Late last month, the government reported that the economy grew at a tepid annual rate of 0.5% in the first three months of the year, raising fears that the seven-year-old economic expansion may be nearing an end.

Today’s number comes while the economy is at something of a crossroads.

Crude oil prices, for instance, hung below $35 a barrel in the first few months of 2016, thanks to fears over slowing Chinese growth, and economic turmoil around the world. Over the past two months, though, investors have piled back into the commodity, pushing prices up $10 a barrel, as fears over a global recession ebb and optimism comes back in vogue.

The stock market has had similar arc so far this year. After dropping more than 5% in January, the Standard & Poor’s 500 index has rebounded nearly 8% over the past three months.

Not only are private sector jobs consistently growing, but consumers are becoming more confident. Long-term unemployment is coming down, more people feel confident enough to quit their jobs and initial jobless claims recently hit a 43-year low. More people believe jobs are “plentiful” than “hard to get” – the so-called labor differential – for the first time since the end of the recession. And wage growth was practically buoyant by post-recession standards.

The bond market, though, is less sanguine. The yield on 10-year Treasury bonds have dropped from more than 2% to start the year to 1.8% now. Bond rates move opposite to fixed income prices. That means investors are buying more government debt, which are more desirable in times of stagnation.

Other metrics cast a dim lit on the economy, too. While up slightly recently, persistently low inflation has also muted growth expectations, and the economy as a whole barely budged in the first three months of 2016.

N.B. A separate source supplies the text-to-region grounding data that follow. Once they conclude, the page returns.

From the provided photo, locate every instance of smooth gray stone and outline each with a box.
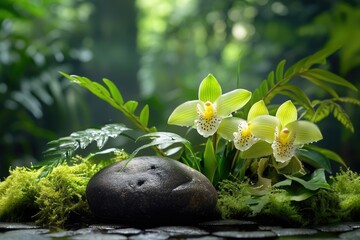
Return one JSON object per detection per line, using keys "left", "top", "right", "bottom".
{"left": 71, "top": 233, "right": 127, "bottom": 240}
{"left": 149, "top": 226, "right": 208, "bottom": 237}
{"left": 317, "top": 224, "right": 353, "bottom": 233}
{"left": 213, "top": 230, "right": 276, "bottom": 239}
{"left": 272, "top": 228, "right": 318, "bottom": 237}
{"left": 107, "top": 227, "right": 142, "bottom": 235}
{"left": 129, "top": 232, "right": 170, "bottom": 240}
{"left": 87, "top": 156, "right": 218, "bottom": 225}
{"left": 0, "top": 222, "right": 39, "bottom": 230}
{"left": 0, "top": 229, "right": 49, "bottom": 240}
{"left": 88, "top": 224, "right": 125, "bottom": 230}
{"left": 340, "top": 229, "right": 360, "bottom": 239}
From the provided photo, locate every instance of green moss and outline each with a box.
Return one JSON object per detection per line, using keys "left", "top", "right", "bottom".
{"left": 0, "top": 151, "right": 128, "bottom": 228}
{"left": 217, "top": 180, "right": 303, "bottom": 226}
{"left": 0, "top": 167, "right": 40, "bottom": 221}
{"left": 330, "top": 169, "right": 360, "bottom": 221}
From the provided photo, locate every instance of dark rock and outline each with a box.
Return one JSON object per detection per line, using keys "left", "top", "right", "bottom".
{"left": 107, "top": 228, "right": 142, "bottom": 235}
{"left": 339, "top": 228, "right": 360, "bottom": 239}
{"left": 86, "top": 156, "right": 218, "bottom": 226}
{"left": 0, "top": 222, "right": 39, "bottom": 231}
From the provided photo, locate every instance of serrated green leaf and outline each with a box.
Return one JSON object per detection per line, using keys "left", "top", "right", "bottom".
{"left": 333, "top": 103, "right": 354, "bottom": 132}
{"left": 103, "top": 78, "right": 124, "bottom": 105}
{"left": 301, "top": 68, "right": 358, "bottom": 92}
{"left": 275, "top": 60, "right": 286, "bottom": 82}
{"left": 204, "top": 138, "right": 217, "bottom": 182}
{"left": 311, "top": 101, "right": 333, "bottom": 123}
{"left": 124, "top": 100, "right": 138, "bottom": 114}
{"left": 139, "top": 104, "right": 149, "bottom": 127}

All of the contradictory data has caused the Federal Reserve to hold off raising rates after doing so for the first time in nearly a decade last December. The FOMC, after its most recent meeting in April, acknowledged the unevenness. “[L]abor market conditions have improved further even as growth in economic activity appears to have slowed,” the FOMC said in a statement. “Growth in household spending has moderated, although households’ real income has risen at a solid rate and consumer sentiment remains high.”

There will be another jobs report before the next Fed meeting in June. If it is as muddled as the past few have been, the Fed’s life will be that much more complicated.